В Данвегане верят, что Макартур был лишь типом всех людей, что злое наследие Тени Аттакоа пришло к нему в преувеличенной форме, потому что было необходимо, чтобы дела Божьи могли проявиться в нем. Они все еще говорят с такой благочестивой причудливостью в сонной деревне. И они рассказывают своему ребенку, который проявляет злое сердце, о том, как Эрвин Макартур сражался в своей ужасной смертельной схватке на Аттакоа с Тавискарой, Темным, и претерпел до крови, борясь против своего греха; о том, как он, как могут делать все люди, в силе Иоскехи, изгнал Демона.
Именно так они оправдывают ужас, которым была наполнена история его жизни, будучи в их глазах подобной черным, дурно пахнущим чернилам прессы, которые все же необходимы, чтобы сделать страницу каждой истории совершенной.

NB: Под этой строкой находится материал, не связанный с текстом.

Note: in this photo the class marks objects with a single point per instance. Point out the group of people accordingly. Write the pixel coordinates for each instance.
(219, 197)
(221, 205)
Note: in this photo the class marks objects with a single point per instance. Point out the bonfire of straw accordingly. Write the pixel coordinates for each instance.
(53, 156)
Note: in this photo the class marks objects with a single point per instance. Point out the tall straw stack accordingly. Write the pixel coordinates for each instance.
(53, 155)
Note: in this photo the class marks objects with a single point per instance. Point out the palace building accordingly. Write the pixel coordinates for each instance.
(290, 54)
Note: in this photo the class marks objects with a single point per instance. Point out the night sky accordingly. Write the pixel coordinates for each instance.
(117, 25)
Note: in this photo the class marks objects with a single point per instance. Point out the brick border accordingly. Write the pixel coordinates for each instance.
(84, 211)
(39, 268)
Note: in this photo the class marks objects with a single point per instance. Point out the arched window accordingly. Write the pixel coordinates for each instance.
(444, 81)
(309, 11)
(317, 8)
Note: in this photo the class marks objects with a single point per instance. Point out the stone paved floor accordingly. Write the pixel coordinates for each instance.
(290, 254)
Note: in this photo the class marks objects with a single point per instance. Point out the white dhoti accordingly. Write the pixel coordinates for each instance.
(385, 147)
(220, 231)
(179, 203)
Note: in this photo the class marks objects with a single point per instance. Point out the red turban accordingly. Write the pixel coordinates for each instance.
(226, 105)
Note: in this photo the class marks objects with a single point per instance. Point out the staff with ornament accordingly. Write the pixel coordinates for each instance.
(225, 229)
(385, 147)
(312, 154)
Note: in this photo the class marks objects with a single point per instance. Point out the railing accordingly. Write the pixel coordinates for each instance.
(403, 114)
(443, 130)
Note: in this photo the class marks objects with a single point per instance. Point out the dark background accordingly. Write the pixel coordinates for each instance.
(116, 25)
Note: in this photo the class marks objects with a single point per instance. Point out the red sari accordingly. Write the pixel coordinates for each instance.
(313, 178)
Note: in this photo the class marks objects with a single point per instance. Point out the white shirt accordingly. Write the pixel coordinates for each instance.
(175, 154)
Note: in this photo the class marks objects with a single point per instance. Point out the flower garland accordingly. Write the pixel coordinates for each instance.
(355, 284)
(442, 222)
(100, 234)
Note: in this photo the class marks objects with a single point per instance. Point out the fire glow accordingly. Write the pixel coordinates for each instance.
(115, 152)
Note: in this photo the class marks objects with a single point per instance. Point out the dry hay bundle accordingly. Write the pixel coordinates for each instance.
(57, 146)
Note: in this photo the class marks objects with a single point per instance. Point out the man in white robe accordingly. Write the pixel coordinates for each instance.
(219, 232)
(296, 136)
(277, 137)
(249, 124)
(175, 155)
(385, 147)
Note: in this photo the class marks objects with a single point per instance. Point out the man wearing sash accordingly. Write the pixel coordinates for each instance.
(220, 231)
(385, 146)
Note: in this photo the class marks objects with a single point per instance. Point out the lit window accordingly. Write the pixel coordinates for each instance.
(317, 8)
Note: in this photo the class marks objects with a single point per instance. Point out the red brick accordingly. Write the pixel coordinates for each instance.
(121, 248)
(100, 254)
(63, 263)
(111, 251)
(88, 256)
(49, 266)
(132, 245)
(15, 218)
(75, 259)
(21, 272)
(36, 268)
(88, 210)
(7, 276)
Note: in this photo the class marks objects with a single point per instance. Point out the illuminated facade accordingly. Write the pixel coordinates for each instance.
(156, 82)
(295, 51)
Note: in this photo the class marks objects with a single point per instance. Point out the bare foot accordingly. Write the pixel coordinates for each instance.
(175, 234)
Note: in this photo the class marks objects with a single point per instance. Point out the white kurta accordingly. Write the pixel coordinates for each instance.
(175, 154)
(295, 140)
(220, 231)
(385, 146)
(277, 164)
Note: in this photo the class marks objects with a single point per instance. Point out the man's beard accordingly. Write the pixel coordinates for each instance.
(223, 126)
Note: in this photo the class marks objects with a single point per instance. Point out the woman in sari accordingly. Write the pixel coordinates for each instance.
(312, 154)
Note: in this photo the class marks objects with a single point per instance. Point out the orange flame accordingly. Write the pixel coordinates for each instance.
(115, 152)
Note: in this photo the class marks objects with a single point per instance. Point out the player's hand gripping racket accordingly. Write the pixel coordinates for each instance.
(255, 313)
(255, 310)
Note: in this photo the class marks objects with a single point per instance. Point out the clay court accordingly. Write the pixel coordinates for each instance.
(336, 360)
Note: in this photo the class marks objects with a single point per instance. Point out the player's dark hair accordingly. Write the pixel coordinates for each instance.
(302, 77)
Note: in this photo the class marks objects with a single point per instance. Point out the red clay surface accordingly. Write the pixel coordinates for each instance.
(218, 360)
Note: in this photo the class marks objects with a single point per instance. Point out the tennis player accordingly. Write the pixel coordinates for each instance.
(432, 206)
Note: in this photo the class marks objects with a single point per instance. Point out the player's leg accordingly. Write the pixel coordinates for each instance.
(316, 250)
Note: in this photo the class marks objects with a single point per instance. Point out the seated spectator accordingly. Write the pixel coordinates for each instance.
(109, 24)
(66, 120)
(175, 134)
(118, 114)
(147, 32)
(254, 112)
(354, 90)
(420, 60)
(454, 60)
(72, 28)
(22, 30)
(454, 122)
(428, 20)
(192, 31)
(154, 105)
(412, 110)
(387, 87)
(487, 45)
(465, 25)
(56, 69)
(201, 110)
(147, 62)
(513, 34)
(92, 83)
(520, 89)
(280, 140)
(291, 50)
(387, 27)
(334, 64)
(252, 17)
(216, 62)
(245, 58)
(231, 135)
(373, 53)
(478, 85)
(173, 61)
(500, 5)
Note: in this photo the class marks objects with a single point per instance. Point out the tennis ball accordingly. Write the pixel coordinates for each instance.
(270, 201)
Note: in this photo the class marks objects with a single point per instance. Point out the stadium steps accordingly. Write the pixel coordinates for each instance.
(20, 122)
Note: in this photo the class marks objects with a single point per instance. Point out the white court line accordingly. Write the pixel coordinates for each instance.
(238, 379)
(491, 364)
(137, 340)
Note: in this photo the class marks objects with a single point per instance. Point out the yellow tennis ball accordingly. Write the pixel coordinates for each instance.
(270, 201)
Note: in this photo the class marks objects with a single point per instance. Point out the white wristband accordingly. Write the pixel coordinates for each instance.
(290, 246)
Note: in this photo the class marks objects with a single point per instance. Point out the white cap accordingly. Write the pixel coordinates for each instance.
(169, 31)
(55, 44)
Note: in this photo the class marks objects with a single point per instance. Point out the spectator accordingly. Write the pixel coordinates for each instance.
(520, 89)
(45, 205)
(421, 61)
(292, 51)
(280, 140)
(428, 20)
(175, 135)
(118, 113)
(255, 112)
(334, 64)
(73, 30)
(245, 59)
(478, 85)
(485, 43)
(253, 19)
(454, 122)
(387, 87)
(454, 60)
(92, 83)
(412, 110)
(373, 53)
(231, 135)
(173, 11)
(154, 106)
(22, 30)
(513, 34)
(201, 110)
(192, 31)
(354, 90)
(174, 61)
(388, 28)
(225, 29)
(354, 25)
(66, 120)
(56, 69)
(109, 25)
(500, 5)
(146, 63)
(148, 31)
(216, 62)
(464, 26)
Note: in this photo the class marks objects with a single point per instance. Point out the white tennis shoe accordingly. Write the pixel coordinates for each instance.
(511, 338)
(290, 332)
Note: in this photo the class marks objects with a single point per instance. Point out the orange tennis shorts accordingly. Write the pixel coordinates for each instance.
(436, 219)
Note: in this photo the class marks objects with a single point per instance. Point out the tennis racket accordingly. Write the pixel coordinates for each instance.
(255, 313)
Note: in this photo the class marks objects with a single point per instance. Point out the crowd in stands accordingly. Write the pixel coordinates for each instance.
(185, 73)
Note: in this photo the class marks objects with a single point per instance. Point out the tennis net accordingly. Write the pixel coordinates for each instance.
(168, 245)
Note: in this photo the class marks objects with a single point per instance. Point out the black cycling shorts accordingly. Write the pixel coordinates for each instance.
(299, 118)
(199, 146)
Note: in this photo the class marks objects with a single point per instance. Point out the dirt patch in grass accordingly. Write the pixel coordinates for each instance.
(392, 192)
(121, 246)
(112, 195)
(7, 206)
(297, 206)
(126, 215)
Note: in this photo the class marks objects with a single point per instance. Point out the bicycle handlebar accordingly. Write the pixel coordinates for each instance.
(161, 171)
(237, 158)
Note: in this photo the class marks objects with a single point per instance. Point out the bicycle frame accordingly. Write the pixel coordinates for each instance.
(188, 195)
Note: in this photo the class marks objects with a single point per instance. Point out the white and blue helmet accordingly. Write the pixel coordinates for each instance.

Они содрогаются, рассказывая ее, как читатель должен был содрогнуться, слушая — это те, кто слышит бормотание Тавискары в своих собственных сердцах. И должны быть те, кто живет в Данвегане, кто называет историю драгоценной, потому что через нее они были избавлены от многих скорбей и душевных мук, которые приходят ко всем тем, кто хотел бы усовершенствовать свет своих душ, изгоняя Демонов, которые заражают его. Они считают, что в ужасе истории заключается ее истинный смысл и ценность, и они не одобряют более мягкие версии, которые возникли с новым поколением в деревне. Если их души познали более глубокую ночь, чем ночь Эрвина Макартура, пусть они полюбят притчу о том, как они были избавлены.